Racism in the 2019 By elections

[Courtesy of the Irish Times - from Twitter]

I predicted on this blog, many times between 2004 and 2008 that it was only a matter of time before racism would become a political issue to the point that parties who endorsed it explicitly would start to find figures that would start to gain popular support.  That time is now.

Firstly, like many in FG, I am embarrassed and infuriated by Verona Murphy's comments to the Wexford People - there is no "immigrant problem" in Ireland.  We have a significant problem with services and infrastructure which is the result of demographic change - immigration is only a small part of the change and compensated for in other ways. Immigrants themselves rarely create issues, tend to arrive with useful skills and the vast majority are far more productive than the average Irish person.  There is literally tons of studies proving this, so I am not going to link.  I would suggest doing a search on Springer or some reputable research publisher if you want proper evidence.

Endorsing Verona Murphy was not a good look for FG - unfortunately it exposed an underlying issue around what happens when you bring in a candidate from outside a party.  Murphy didn't have the maturity or insight to understand migration isn't of itself an issue.  She doesn't belong in Fine Gael and there is a need to improve due diligence, selection criteria, coaching and understanding of party values.  Outside candidates "go rogue" at a far higher rate than those who have been party members for some time.  In addition, bringing in outside members disadvantages local members who are looking for the nomination.  It should be a last resort.

The Clifford Lee problem is a different matter: Lorraine probably had no malicious intent and the tweets were harvested by the mendacious Leo Sherlock.  What this person was thinking in attacking an FF candidate from the only mainstream party that still allows a free vote on his previous pro-life position is beyond me.  In any case, the result is that the Green Party, a party that in the past drove out pro-life members, now have an extra seat in the Dail.  I do think Clifford Lee's tweets were taken out of context, but I think that issue drove over other problems with Clifford Lee's candidacy - that other, stronger and more "local" candidates were passed over in favour of her, and her being from outside the constituency and has a history of constituency shopping were probably bigger factors in her failure to get elected.  That said, an 18% poll isn't itself a poor showing - but it makes it harder to justify putting her on the ticket if FF want to regain the second seat they had from 2002 to 2011.

That said, the tweet that bothered most people was one on getting the bus - lots of people, including myself, use public transport with great frequency and often tweet about other passengers.  However it is bad form to make insulting comments on other passengers who are doing no harm.  There is a problem with antisocial behaviour on certain segments of the LUAS and I've seen a major issue with drug users on the DART on certain days but simply being on a bus shouldn't make you a target for ridicule.  Clifford Lee and others in the public eye would be advised to use one of the many tweet deletion apps that can remove the problem of out of context comments being harvested.

At the same time, there was an inordinate level of interest in the provenance of the tweets.
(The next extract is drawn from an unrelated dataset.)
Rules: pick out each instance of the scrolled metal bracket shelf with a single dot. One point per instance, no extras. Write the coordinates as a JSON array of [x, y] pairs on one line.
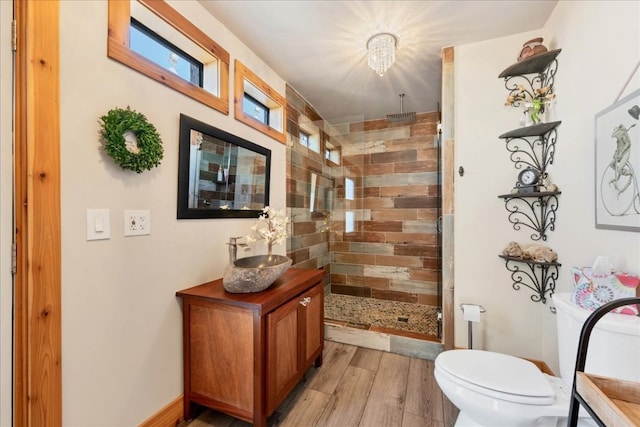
[[541, 213], [544, 67], [532, 146], [540, 277]]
It wasn't a good look for Clifford Lee.  You cannot be representative of those you insult with no good reason.  That said she has apologised and will learn from the experience, as will Verona Murphy.

The elephant in the room, however, is the emergence of former journalist Gemma O Doherty as the poster child for hard right, explicit anti-migration politics. O Doherty managed to get 1000 votes out of slightly over 25000 in one of the two most liberal constituencies in the country.  This should be a wake up call for Ireland.  If O Doherty picks a different consituency in the 2020 election she will start to make real impacts on politics.  The danger isn't just that she gets elected, but that she pulls the mainstream parties towards a more hardline stance.  This isn't just the fault of the center right, as O Doherty has over many years been endorsed by Clare Daly and her various groupings.  All shades of politics need to take a hard look at their roles in creating this phenomenon.

One issue however, I will take up is the argument that social media is "promoting" O Doherty and others and that she should be "banned."  Facebook, Google and other platforms are not public services and are privately owned media exchange systems that depend on advertising revenue.  What they permit is to some extent their business. We need to consider this before demanding their regulation.  The business model of free, paid for by others, is profoundly flawed.  I have said for many years that I am happier to pay for services than see my data harvested for profit.  Until we are willing to actually pay our way on internet platforms we will have this issue.